In Defense of Food deals with the destruction of our food history. The substitution of that which has sustained us for millennia for a unsustainable quick hit. With reason, the more complex an ecology, the more sustainable it is. It is similar to an oriental carpet. Count the number of threads per square inch.
If I ear from that complexity, I am also imbibing protection from the predators that are everywhere, for what the plant has developed to sustain itself can sustain me. To denigrate that garden, to produce a monoculture for cash is to rip the carpet apart, loosen the threads and destroy the complexity that sustains. Thus we then must add to that mono-culture chemicals to kill the predators that previously were held off by the plant itself and then use that denatured product as a basis for manufacturing food that is less nutritious and must have other chemicals added to it to be able to sustain long distance shipping and time on the shelf.
That is what the application of capitalism has done to our food supply with the secondary effects to our health and well-being described above. Complex foods take time to digest and thus allow the body time to assimilate them; they nourish and give us feedback that tells us to stop eating.
Something that fast food does not do, hence the obesity epidemic and as Pollan feels, the constant eating to satisfy body needs that our denatured foods can’t satisfy.
“Our ancient evolutionary relationship with the seeds of grasses and frit of plants has given way, abruptly, to a rocky marriage with glucose and fructose.” (p. 114)
We are what we eat. What we eat is killing us, but it provides PROFIT and the opportunity for those interested in this to make even more money, by producing products for those made ill by the previous food products.

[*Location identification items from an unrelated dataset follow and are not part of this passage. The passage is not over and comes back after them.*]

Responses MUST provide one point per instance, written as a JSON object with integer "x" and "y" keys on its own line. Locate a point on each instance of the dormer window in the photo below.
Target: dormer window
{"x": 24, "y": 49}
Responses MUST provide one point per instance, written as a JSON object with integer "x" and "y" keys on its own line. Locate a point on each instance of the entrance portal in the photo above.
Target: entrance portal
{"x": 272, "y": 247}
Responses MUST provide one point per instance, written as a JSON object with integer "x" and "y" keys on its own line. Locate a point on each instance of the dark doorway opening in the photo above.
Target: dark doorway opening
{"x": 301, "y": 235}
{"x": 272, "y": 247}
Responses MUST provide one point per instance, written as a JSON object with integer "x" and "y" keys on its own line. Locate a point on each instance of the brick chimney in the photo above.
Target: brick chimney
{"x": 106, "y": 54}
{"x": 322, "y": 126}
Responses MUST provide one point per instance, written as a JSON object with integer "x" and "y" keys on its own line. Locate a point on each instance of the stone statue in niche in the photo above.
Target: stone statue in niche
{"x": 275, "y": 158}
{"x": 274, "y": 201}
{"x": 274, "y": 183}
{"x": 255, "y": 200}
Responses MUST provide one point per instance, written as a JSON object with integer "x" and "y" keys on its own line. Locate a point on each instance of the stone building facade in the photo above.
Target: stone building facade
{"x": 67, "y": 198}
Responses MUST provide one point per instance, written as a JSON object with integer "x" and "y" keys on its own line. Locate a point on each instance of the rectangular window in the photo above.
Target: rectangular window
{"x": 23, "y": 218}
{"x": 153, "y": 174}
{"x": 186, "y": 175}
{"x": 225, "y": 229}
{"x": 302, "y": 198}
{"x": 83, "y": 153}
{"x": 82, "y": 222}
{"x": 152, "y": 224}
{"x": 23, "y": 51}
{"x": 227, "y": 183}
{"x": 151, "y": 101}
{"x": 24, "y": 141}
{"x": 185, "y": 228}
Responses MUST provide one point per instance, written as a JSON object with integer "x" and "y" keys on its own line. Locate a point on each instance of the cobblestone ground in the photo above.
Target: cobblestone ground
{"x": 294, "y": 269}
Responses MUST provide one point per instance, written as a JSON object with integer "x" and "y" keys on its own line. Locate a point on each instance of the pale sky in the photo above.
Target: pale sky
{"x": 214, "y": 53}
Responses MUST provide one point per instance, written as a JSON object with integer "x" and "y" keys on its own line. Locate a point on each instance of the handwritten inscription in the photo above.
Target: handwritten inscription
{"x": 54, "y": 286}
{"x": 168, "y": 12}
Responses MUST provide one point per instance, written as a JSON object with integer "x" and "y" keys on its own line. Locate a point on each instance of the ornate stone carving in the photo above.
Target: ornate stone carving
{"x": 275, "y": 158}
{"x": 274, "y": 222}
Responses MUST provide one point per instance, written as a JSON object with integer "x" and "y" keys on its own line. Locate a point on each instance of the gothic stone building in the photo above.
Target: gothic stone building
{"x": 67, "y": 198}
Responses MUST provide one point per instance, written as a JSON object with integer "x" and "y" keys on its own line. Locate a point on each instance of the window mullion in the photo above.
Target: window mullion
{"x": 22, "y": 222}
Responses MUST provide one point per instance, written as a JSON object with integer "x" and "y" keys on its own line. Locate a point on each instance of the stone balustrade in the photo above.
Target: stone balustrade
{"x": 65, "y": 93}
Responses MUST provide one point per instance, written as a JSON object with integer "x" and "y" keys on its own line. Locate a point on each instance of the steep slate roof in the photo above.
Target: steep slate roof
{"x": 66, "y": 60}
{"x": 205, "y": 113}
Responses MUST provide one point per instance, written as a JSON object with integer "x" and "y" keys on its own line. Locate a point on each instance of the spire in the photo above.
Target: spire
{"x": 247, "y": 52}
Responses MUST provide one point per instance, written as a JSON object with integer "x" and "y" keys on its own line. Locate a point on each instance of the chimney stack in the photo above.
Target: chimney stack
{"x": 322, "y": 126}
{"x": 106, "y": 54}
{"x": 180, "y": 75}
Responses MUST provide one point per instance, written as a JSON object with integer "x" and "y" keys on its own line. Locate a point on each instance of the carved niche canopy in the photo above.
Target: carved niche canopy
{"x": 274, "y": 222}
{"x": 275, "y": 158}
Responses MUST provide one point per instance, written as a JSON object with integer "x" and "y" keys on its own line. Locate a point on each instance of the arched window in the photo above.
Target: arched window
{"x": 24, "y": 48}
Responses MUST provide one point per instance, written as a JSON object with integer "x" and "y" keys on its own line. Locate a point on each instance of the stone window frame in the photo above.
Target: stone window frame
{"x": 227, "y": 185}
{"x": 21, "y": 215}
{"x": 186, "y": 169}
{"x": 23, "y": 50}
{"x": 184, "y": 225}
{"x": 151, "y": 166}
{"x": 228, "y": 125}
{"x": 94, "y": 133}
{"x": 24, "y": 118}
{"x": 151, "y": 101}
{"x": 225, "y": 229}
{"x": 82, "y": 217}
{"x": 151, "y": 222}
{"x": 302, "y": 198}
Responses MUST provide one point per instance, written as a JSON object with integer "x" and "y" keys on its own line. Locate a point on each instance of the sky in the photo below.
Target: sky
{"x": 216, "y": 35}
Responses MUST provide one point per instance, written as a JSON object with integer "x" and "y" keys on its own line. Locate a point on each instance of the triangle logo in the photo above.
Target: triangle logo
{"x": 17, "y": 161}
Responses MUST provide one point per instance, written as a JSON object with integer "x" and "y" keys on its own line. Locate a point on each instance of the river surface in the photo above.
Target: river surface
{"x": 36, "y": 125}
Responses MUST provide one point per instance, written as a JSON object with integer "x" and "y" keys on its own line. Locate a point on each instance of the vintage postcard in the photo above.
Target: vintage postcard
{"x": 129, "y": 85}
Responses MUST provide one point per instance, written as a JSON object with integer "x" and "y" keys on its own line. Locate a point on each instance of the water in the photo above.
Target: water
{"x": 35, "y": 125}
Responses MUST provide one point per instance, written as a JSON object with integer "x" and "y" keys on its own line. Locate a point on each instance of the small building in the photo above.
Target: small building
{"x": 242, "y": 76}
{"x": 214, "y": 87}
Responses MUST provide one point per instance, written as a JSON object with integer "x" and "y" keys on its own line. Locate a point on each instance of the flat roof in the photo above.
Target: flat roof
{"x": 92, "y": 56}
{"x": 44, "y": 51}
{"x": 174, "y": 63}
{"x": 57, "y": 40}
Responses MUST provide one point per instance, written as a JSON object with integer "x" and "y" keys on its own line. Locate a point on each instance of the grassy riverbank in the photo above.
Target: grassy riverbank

“Diabetes is well on its way to becoming normalized in the West – recognized as a whole new demographic and so a major marketing opportunity. Apparently it is easier, or at least more profitable, to change a disease of civilization into a lifestyle than it is to change the way the civilization eats.” (p. 136)
There is only one cure for our exploding health care costs: health itself. A great part of that health can be achieved by eating well. Contemplate these statistics. In 1960, the USA spent 17/6% of its income on food and 5.2% of its national income on health care; now those figures are: food 9.9%; health care 16%.
The basic rules are simple:
1. eat more complex foods;
2. eat more whole foods;
3. eat for quality not quantity;
4. shift from seeds back to leaves;
5. pay attention to what grandmother ate rather than food science.
Pollan does not tell you what to eat, but how to choose what you eat. His book is clear, well-documented and full of life-saving info. Reading it and gradually adapting his common sense ideas would add years to your life and slowly destroy the industrial system of food that is killing us.